Hearing: Cocktail Party Problem
The cocktail party problem can be described by one simple sentence: How do we recognize what one person is saying when others are speaking at the same time? Finding the answers to this question has been an important goal of human hearing research for many decades. In a multi-party social environment, human voices present often overlap in both frequency and time. Energy masking impairs the perception of speech.
How does human resolve the “cocktail party” problem? The answers to this question are important for our understanding of human hearing mechanism and may provide new leads to acoustic signal separation and speech enhancement techniques.
The problem can be investigated on two sides, the transmitter side and the receiver side.
Cocktail Party Problem from the Transmitter Perspective
Effective acoustic communication, such as speech for human, depends heavily on the perceptual mechanisms that the receivers possess for solving cocktail-party-like problems. The structure of the acoustic signal and the behavior of the signalers represent adaptations that have evolved as a result of selection pressures associated with ameliorating cocktail-party-like problems for the receiver.
Cocktail Party Problem from the Receiver Perspective
Acoustic techniques mostly focus on the receiver side. They are generally referred to as acoustic scene analysis that attempts to form coherent and functional perceptual representations of distinct sound sources in multiparty environments.
Sounds that share common properties are more likely to be integrated together by the auditory system. When properties differ enough between sound elements, they probably arise from different sources. Such properties may include fundamental frequency, harmonic relationships, temporal onsets/offsets, timbre, and patterns of amplitude modulation. Integration and separation sound sources must be a process of applying the mentioned cues grouping and separating.
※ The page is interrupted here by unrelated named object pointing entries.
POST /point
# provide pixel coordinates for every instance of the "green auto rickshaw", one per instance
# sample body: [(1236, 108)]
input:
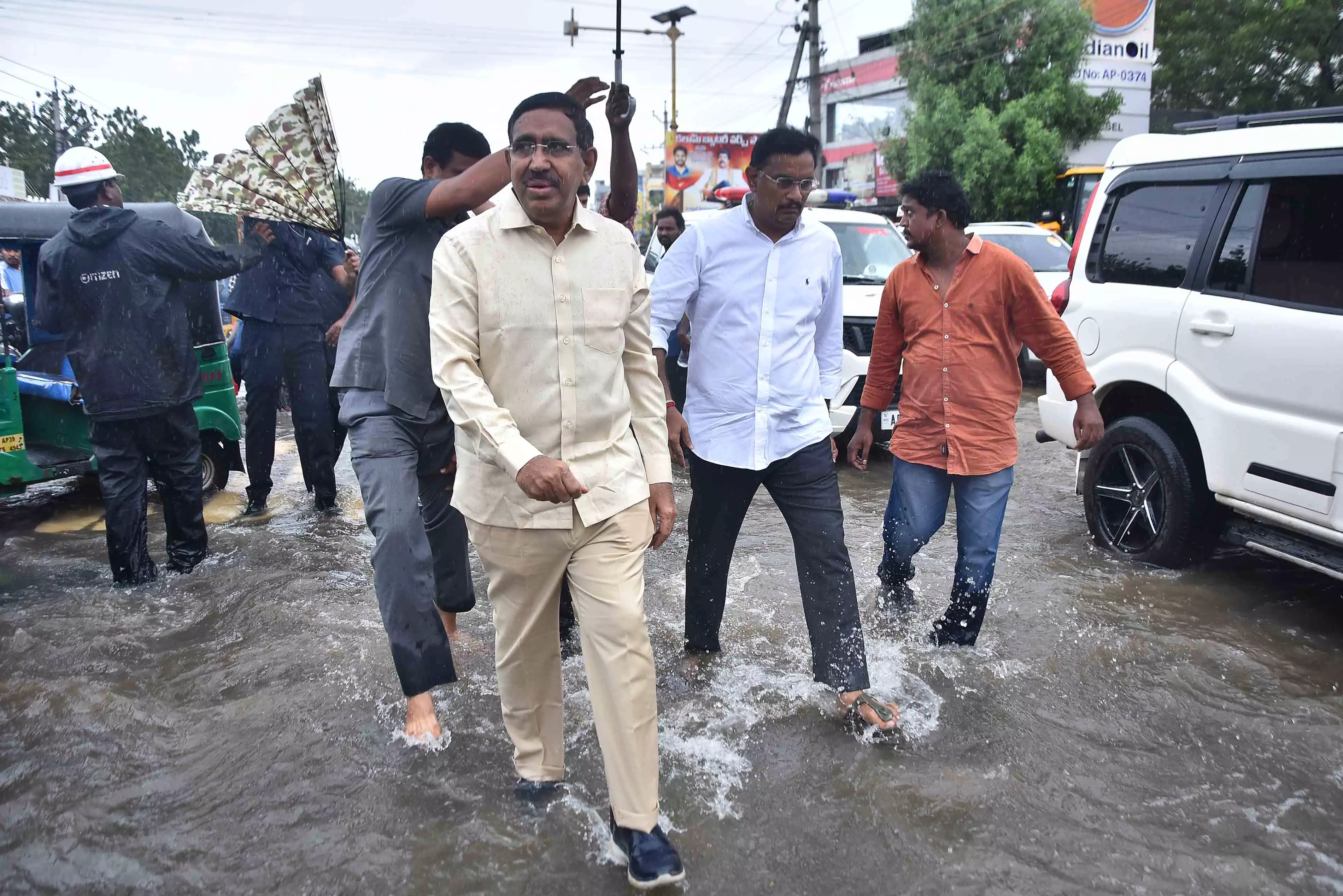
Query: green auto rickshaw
[(43, 429)]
It would be reasonable to assume that spatial cues, such as, interaural time difference (ITD) or interaural level difference (ILD) would play an important role in perceptual integration and segregation. Surprisingly, recent studies show that spatial cues have limited impact on human cocktail hearing ability. This is not to say that cocktail party problem can not be solved by exploiting the spatial dimension, however, context-based segmentation and integration in time domain is likely to be the human hearing mechanism for the cocktail party problem. Therefore, pattern recognition-based learning algorithms may be the future from a machine point of view.